Lionsgate’s agreement to acquire Starz wasn’t a hit on Wall Street.
Analysts said that while there were financial advantages for Starz with Lionsgate’s Canadian tax status—John Malone, an investor in both Starz and Lionsgate enjoys avoiding taxes—there was little strategic advantage for the studio.
Starz stock shot up 11.56% to finish Thursday at $31.51 after the deal was announced, but Lionsgate shares fell 3.39% to $20.23.
“We are unconvinced that Lionsgate will be better owning a lower-tier SVOD network,” said Doug Creutz of Cowan & Co. in a research note. “We think this is a deal that happened because management needed a deal to happen given poor recent financial performance and a declining share price.”
Creutz acknowledged that in addition to the tax benefit there are probably cost synergies the combined company could take advantage of but noted that much of those benefits appear to be going to Starz shareholders.

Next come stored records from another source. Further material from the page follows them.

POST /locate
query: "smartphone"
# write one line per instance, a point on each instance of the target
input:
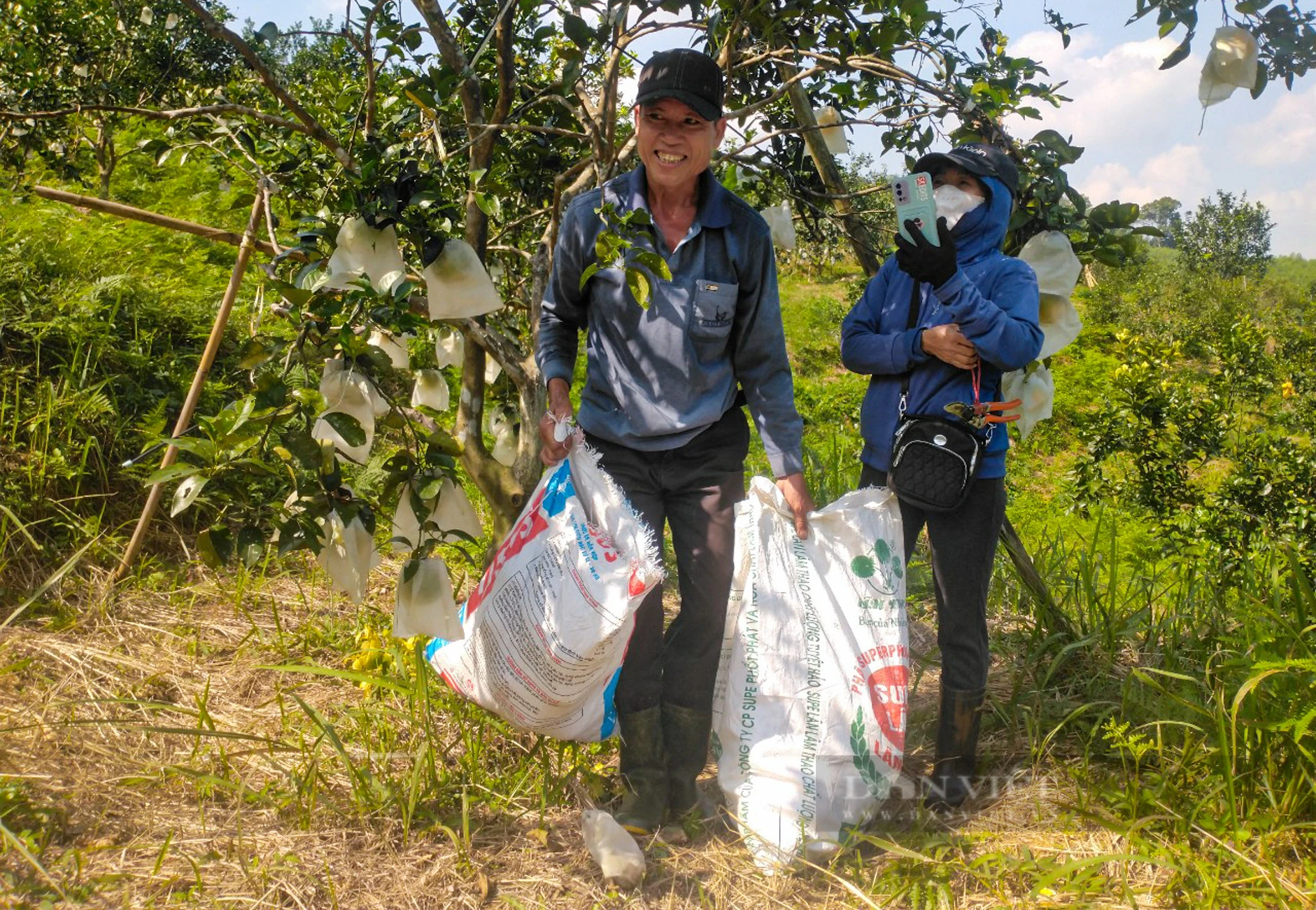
(915, 203)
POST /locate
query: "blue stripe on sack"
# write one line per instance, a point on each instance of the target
(558, 490)
(434, 644)
(609, 711)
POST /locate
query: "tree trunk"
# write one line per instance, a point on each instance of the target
(106, 155)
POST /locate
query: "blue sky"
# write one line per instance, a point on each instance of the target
(1140, 125)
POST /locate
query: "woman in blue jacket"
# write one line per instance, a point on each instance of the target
(977, 315)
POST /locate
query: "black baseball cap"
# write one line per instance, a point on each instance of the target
(687, 76)
(977, 158)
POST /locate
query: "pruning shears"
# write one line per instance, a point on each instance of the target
(979, 414)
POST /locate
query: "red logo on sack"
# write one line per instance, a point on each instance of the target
(889, 690)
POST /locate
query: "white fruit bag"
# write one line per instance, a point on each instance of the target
(809, 706)
(549, 623)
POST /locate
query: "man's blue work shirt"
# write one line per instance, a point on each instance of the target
(657, 377)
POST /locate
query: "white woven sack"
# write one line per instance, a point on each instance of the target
(809, 705)
(549, 623)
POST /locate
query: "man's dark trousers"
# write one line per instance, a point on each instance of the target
(694, 489)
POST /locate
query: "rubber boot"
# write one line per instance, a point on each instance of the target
(957, 748)
(686, 734)
(644, 769)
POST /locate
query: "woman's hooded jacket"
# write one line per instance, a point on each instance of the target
(994, 300)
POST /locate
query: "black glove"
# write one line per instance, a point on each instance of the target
(921, 260)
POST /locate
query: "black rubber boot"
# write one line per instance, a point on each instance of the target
(644, 769)
(686, 735)
(957, 748)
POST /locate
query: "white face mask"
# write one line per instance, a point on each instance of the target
(954, 203)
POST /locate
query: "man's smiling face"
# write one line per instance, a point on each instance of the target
(675, 144)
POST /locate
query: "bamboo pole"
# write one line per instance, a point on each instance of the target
(212, 345)
(1045, 609)
(861, 241)
(152, 218)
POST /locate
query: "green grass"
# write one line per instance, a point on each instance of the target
(266, 735)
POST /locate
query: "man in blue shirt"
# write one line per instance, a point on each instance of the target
(661, 402)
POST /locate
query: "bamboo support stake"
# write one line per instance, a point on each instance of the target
(150, 218)
(212, 345)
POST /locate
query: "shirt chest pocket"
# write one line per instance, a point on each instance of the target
(714, 311)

“We think the most optimistic read of the deal is that it brings Lionsgate one step closer to being the vehicle for a rollup of a much larger content company, such as Discovery or CBS, per some of John Malone’s comment last year,” Creutz said. “However, there is no guarantee such a deal will happen, or is there a guarantee that if it does happen, Lionsgate shareholders will enjoy significant benefits.”

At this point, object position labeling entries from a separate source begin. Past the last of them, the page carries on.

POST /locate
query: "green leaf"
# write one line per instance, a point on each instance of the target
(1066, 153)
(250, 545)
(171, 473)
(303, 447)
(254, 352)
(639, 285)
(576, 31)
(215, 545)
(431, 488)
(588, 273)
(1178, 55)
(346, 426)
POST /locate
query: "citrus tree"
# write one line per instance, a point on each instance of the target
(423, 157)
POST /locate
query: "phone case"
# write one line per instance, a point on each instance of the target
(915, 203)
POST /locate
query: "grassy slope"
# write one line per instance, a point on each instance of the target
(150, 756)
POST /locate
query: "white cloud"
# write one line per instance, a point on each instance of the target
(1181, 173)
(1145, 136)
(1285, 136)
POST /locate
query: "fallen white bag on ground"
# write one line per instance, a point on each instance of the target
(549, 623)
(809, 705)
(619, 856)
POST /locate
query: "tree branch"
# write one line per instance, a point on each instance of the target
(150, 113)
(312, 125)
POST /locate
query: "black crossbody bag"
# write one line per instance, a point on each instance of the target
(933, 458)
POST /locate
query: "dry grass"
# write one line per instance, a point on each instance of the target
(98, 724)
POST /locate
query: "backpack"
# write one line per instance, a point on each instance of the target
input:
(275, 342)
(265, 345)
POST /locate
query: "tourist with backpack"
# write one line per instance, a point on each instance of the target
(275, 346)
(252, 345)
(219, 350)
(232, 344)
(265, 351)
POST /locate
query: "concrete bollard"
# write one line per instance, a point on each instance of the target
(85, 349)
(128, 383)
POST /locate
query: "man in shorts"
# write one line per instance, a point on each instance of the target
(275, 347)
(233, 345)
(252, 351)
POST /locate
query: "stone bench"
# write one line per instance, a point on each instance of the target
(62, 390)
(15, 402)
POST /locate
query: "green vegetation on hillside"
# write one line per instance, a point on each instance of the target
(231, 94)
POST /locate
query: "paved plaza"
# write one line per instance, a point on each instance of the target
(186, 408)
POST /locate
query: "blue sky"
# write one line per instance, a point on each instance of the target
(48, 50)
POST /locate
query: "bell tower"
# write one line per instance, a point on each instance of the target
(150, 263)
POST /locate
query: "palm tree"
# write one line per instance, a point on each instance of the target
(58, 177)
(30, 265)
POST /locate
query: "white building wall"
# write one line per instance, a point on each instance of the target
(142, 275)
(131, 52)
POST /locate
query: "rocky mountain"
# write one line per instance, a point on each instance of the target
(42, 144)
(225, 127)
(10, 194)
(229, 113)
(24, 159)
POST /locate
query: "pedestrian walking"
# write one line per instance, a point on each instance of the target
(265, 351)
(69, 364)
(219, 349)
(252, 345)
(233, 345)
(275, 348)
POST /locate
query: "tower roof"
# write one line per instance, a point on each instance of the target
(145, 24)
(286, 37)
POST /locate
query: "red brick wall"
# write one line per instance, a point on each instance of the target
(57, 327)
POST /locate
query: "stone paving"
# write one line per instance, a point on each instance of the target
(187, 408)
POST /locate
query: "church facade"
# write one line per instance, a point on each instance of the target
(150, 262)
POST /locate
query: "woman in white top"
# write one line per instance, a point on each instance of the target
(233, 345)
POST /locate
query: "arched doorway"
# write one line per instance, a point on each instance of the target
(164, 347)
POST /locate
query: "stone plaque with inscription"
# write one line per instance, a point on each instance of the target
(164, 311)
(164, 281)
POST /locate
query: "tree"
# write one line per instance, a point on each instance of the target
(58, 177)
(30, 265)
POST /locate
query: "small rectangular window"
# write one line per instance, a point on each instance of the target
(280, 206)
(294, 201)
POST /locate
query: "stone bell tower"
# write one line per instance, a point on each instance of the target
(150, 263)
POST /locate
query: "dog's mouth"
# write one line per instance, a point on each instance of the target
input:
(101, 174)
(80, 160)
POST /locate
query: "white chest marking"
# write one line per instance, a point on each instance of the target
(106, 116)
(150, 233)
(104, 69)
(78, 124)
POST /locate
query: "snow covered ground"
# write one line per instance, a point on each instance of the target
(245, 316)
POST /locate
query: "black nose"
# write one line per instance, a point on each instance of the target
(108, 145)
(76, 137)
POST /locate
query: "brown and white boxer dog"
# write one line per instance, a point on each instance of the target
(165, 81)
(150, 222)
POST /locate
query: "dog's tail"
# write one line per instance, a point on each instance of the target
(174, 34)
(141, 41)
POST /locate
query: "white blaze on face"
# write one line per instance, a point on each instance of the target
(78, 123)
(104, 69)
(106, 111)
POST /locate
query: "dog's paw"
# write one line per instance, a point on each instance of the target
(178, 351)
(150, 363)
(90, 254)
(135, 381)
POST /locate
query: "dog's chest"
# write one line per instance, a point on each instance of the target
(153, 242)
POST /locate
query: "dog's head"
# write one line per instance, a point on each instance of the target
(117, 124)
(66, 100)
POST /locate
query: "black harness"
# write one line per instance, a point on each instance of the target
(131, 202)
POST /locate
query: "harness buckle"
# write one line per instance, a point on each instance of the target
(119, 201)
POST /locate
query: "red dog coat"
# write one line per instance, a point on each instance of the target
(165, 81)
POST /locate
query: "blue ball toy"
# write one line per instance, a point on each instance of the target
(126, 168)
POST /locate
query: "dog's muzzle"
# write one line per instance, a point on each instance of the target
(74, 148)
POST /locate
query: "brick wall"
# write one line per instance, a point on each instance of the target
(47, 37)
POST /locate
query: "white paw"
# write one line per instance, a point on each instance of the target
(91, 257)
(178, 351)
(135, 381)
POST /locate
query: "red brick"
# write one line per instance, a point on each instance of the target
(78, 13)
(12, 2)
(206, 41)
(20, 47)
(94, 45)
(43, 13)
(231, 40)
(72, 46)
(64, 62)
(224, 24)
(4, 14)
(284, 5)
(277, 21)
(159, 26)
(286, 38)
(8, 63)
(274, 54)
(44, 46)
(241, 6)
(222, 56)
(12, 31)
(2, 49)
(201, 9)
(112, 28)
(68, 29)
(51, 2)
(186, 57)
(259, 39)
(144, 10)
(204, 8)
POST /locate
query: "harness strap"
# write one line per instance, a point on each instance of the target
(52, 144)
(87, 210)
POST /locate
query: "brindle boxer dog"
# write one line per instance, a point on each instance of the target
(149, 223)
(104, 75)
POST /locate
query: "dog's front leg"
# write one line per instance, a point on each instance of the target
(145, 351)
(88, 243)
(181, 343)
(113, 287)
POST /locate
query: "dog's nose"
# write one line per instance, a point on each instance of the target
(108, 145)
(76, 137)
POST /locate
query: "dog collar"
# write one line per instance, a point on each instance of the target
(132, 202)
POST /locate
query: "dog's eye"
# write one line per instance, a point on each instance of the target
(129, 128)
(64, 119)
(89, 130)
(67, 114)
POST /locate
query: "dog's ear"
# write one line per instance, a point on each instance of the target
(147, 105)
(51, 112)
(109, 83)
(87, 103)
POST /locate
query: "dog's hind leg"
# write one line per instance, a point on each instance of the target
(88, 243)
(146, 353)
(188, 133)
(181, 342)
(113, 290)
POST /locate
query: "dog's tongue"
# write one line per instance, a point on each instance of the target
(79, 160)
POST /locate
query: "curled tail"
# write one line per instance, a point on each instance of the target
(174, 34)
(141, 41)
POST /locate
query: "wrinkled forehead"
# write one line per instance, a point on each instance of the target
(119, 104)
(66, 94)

Creutz didn’t think anchoring Lionsgate to Starz was a good move strategically.
“We view Starz as the 4th- or 5th- or 6th-best SVOD asset in the market, certainly after HBO, Showtime, and Netflix, and possibly Amazon Prime and Hulu as well. Even with some recent successes in original programming, we think Starz could face challenges in retaining subs once their Disney content deal expires at year-end,” he said. “Further, we think that the specter of pressure on the premium cable bundle from (a) skinny bundles and (b) standalone OTT products from HBO and Showtime poses an even greater long term threat to Starz' ability to retain subscribers,”

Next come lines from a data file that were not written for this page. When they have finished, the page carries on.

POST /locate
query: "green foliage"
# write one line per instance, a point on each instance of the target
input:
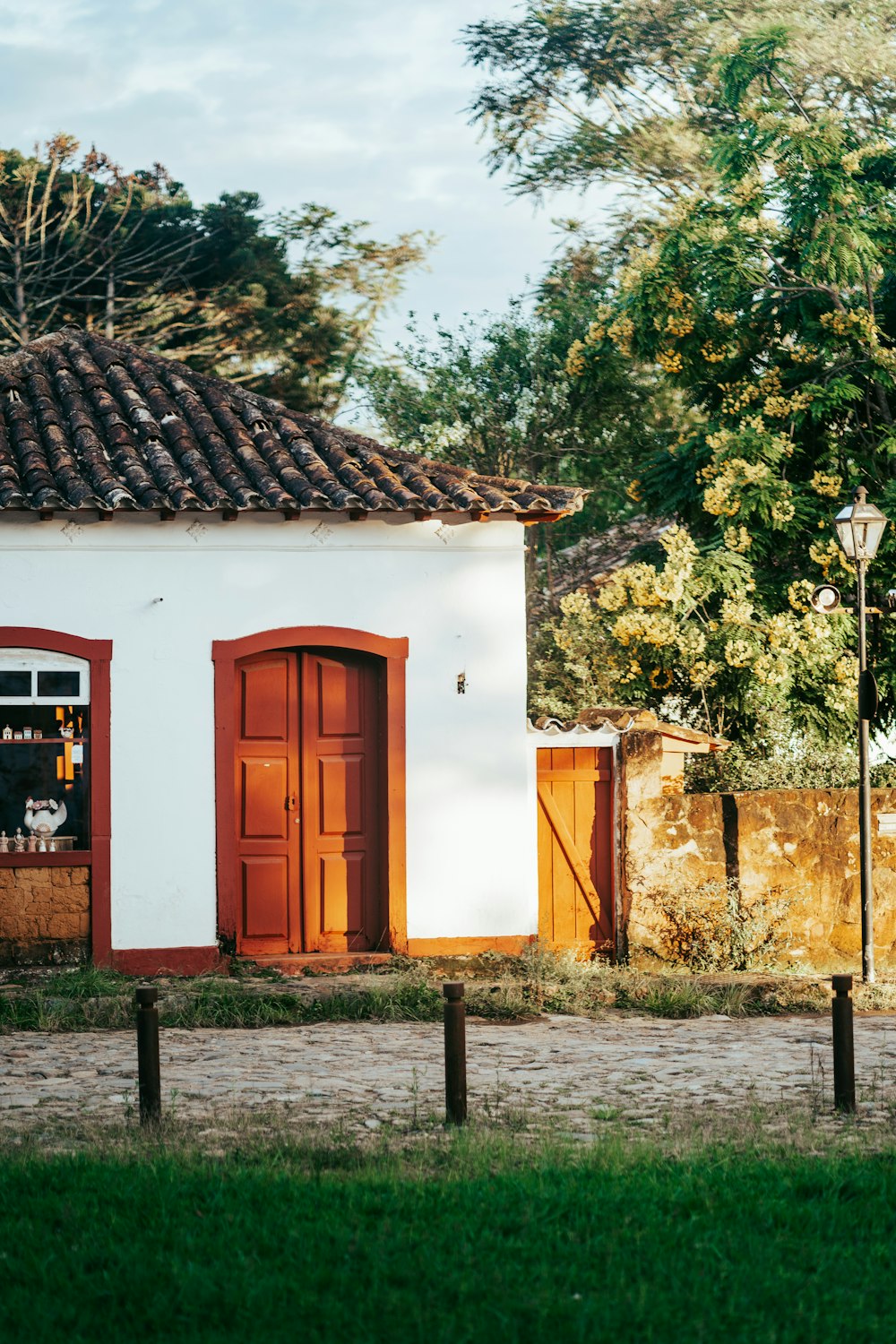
(694, 639)
(780, 757)
(495, 395)
(715, 926)
(285, 306)
(758, 277)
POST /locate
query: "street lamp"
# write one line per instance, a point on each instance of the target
(860, 529)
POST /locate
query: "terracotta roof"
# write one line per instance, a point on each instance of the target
(630, 719)
(94, 424)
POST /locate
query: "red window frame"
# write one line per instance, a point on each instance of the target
(97, 857)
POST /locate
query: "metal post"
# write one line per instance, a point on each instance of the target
(148, 1074)
(864, 795)
(454, 1051)
(841, 1011)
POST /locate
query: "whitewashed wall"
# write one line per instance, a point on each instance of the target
(454, 589)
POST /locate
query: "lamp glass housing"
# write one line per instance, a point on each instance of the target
(860, 527)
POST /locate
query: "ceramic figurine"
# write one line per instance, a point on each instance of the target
(45, 817)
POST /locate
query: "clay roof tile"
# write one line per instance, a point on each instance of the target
(89, 422)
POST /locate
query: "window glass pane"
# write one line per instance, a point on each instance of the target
(45, 757)
(58, 683)
(15, 683)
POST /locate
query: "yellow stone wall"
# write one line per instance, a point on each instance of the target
(802, 841)
(40, 909)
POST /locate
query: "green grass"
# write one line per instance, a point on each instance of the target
(463, 1238)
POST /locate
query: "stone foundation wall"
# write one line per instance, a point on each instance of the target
(802, 841)
(45, 914)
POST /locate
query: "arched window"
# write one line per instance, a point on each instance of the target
(54, 749)
(45, 752)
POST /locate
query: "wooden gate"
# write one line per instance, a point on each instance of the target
(575, 849)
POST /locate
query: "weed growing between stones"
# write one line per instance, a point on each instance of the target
(500, 988)
(716, 926)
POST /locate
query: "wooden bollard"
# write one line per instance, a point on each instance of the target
(841, 1011)
(454, 1053)
(148, 1074)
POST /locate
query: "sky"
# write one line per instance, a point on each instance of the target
(352, 104)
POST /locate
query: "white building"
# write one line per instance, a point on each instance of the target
(276, 672)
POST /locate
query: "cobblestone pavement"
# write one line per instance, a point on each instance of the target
(375, 1073)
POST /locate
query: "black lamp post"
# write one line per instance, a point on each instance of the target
(860, 529)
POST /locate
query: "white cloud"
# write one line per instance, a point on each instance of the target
(349, 102)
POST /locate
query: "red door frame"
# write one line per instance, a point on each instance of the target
(394, 653)
(99, 859)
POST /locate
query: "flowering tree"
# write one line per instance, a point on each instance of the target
(759, 280)
(689, 634)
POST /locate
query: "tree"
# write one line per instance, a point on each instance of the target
(285, 306)
(89, 242)
(495, 397)
(763, 292)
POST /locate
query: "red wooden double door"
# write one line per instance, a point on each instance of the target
(309, 788)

In a similar vein, Todd Juenger of Sanford C. Bernstein noted that “the main economic benefit of the deal is tax synergy.” Juenger puts the tax benefit at about $900 million.
“Two of the things we liked best about Lionsgate were its independence, and its de-risked production model. In our view, this deal damages both of those virtues,” Juenger said.
“Lionsgate will now be vertically integrated: contest and distribution. It can still supply content to other distribution platforms, but it no longer can be viewed as ‘independent.’ The Starz service competes directly for viewers and subscription dollars with Lionsgate’s other customers and Starz’ success will be (a lot) more important to Lionsgate than any of its other network customers.”
He also questioned how well Starz would fare as the cable bundle eroded and its rights to Disney movies expires.
Juenger was able to question Starz and Lionsgate executive on a conference call about the deal for analysts. He asked about the risks in having Lionsgate’s business more dependent on the success of Starz.
“I think we see this as diversification in every way. I think we see this as financial diversification in terms of diversifying revenue. I think we see this as operational diversification in terms of scale of our platform, scale of our production business, and again, the scale of how we see ourselves as a global content machine,” replied Jon Feltheimer, CEO of Lions Gate Entertainment.
“We think this actually significantly de-risks our company… as we go down the road, we’ll be rolling out what some of the significant synergies are and how we’ll be getting those. But I think when you look at the… immediate and significant synergies we expect in this, that will be de-risking this company as well. We have been working on this transaction a long time. We’re really excited about it for the exact reason you said. We think it de-risks our business and brings significant shareholder value,” he said.